I'm trying to understand how a MEMS gyroscope can give you orientation. The question may not make any sense, I may have some misunderstandings about the different topics…

From the Wikipedia page about gyroscope:

A gyroscope is a device for measuring or maintaining orientation.

If we have a gyroscope that can measure rotation around one axis, I interpret that statement as saying the gyroscope can also tell you what your orientation is relative to some position. Is this right? And what is the orientation relative to?

I used this article to try to understand how a MEMS gyro works: http://sensorwiki.org/doku.php/sensors/gyroscope
I can see how such a device can measure changes in angular velocity, but once the frame of reference stops spinning, how does it know the orientation? What is the position it is using to find the orientation?

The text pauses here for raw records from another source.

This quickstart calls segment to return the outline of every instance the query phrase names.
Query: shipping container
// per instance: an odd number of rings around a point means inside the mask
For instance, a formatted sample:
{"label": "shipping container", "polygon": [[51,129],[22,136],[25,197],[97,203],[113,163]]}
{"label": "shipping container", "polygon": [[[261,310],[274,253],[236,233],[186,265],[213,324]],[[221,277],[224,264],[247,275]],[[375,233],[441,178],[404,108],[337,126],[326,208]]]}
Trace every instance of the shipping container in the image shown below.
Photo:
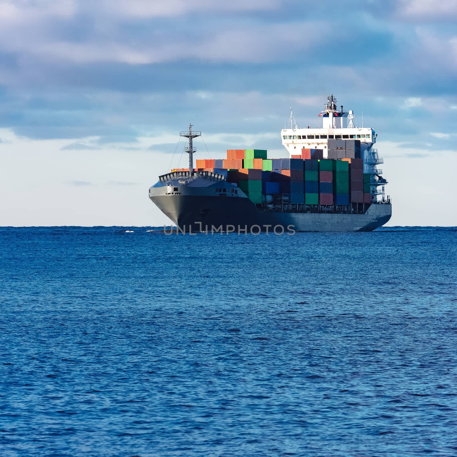
{"label": "shipping container", "polygon": [[266,194],[279,194],[279,183],[262,181],[262,191]]}
{"label": "shipping container", "polygon": [[263,159],[253,159],[252,168],[256,170],[262,170],[262,162]]}
{"label": "shipping container", "polygon": [[271,171],[273,170],[271,159],[265,159],[262,160],[262,170],[264,171]]}
{"label": "shipping container", "polygon": [[304,204],[305,194],[303,192],[291,192],[290,202],[293,205]]}
{"label": "shipping container", "polygon": [[335,182],[349,182],[349,174],[347,171],[335,171],[333,174],[333,177]]}
{"label": "shipping container", "polygon": [[304,161],[304,169],[305,170],[318,170],[319,162],[314,159],[307,159]]}
{"label": "shipping container", "polygon": [[281,170],[281,173],[289,176],[291,181],[303,181],[303,170]]}
{"label": "shipping container", "polygon": [[[305,173],[306,172],[305,171]],[[307,194],[318,194],[319,182],[317,181],[305,181],[305,192]]]}
{"label": "shipping container", "polygon": [[290,181],[290,191],[291,192],[301,192],[303,193],[304,189],[303,180],[300,181]]}
{"label": "shipping container", "polygon": [[239,172],[238,170],[227,170],[227,179],[229,182],[238,182],[239,181]]}
{"label": "shipping container", "polygon": [[334,171],[343,171],[346,173],[349,171],[349,163],[341,160],[334,160],[333,162]]}
{"label": "shipping container", "polygon": [[351,180],[351,190],[356,192],[363,191],[363,181]]}
{"label": "shipping container", "polygon": [[305,203],[307,205],[319,205],[319,194],[318,193],[305,193]]}
{"label": "shipping container", "polygon": [[363,170],[363,160],[361,159],[353,159],[351,161],[351,169]]}
{"label": "shipping container", "polygon": [[333,173],[331,171],[319,171],[319,181],[331,182],[333,181]]}
{"label": "shipping container", "polygon": [[333,194],[319,194],[319,203],[321,205],[333,205]]}
{"label": "shipping container", "polygon": [[321,181],[319,183],[319,193],[331,194],[333,193],[333,183]]}
{"label": "shipping container", "polygon": [[333,160],[326,159],[319,160],[319,171],[332,171],[333,170]]}
{"label": "shipping container", "polygon": [[217,173],[219,175],[222,175],[224,176],[226,180],[227,179],[228,176],[228,170],[225,170],[225,168],[214,168],[213,170],[214,173]]}
{"label": "shipping container", "polygon": [[249,192],[245,192],[244,193],[248,196],[248,198],[255,203],[262,203],[262,192],[255,192],[250,191]]}
{"label": "shipping container", "polygon": [[239,179],[261,181],[262,170],[255,168],[241,168],[239,170]]}
{"label": "shipping container", "polygon": [[363,180],[363,170],[358,170],[356,168],[354,170],[352,167],[351,164],[351,179],[354,181],[361,181]]}
{"label": "shipping container", "polygon": [[318,181],[319,172],[317,170],[305,170],[305,181]]}
{"label": "shipping container", "polygon": [[262,193],[262,181],[256,180],[241,180],[238,182],[238,187],[243,192],[260,192]]}
{"label": "shipping container", "polygon": [[266,159],[266,150],[263,149],[245,149],[244,159]]}
{"label": "shipping container", "polygon": [[349,195],[348,194],[336,194],[336,204],[345,205],[349,204]]}
{"label": "shipping container", "polygon": [[311,159],[324,159],[324,150],[322,149],[312,149]]}
{"label": "shipping container", "polygon": [[282,194],[290,193],[290,181],[281,181],[279,183],[279,191]]}
{"label": "shipping container", "polygon": [[349,183],[348,182],[333,183],[333,193],[334,194],[349,194]]}
{"label": "shipping container", "polygon": [[363,192],[352,191],[351,192],[351,201],[352,203],[363,203]]}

If you put these gyroscopes in a phone (like the iPhone has), how does it know the orientation of the phone? Again, I understand how it could calculate rotational velocity as the phone moves, but how does it know the final orientation?

Best Answer

Integration?

That is, if the instrument provides a continuous signal proportional to $\frac{dx}{dt}$, you can find the total change in $x$ of $[t_1,t_2]$ from $$ \Delta x = \int_{t_1}^{t_2} dt \frac{dx}{dt} \approx \sum_{i=0}^n \Delta t \left. \frac{dx}{dt} \right |_i . $$

Of course, as anyone working on inertial guidance knows, that approximation is makes for real difficulty as does the matter of noise and calibration drifts on the instrument. But if you can sanity check the result from time to time (say by comparing with GPS) this will work quite well.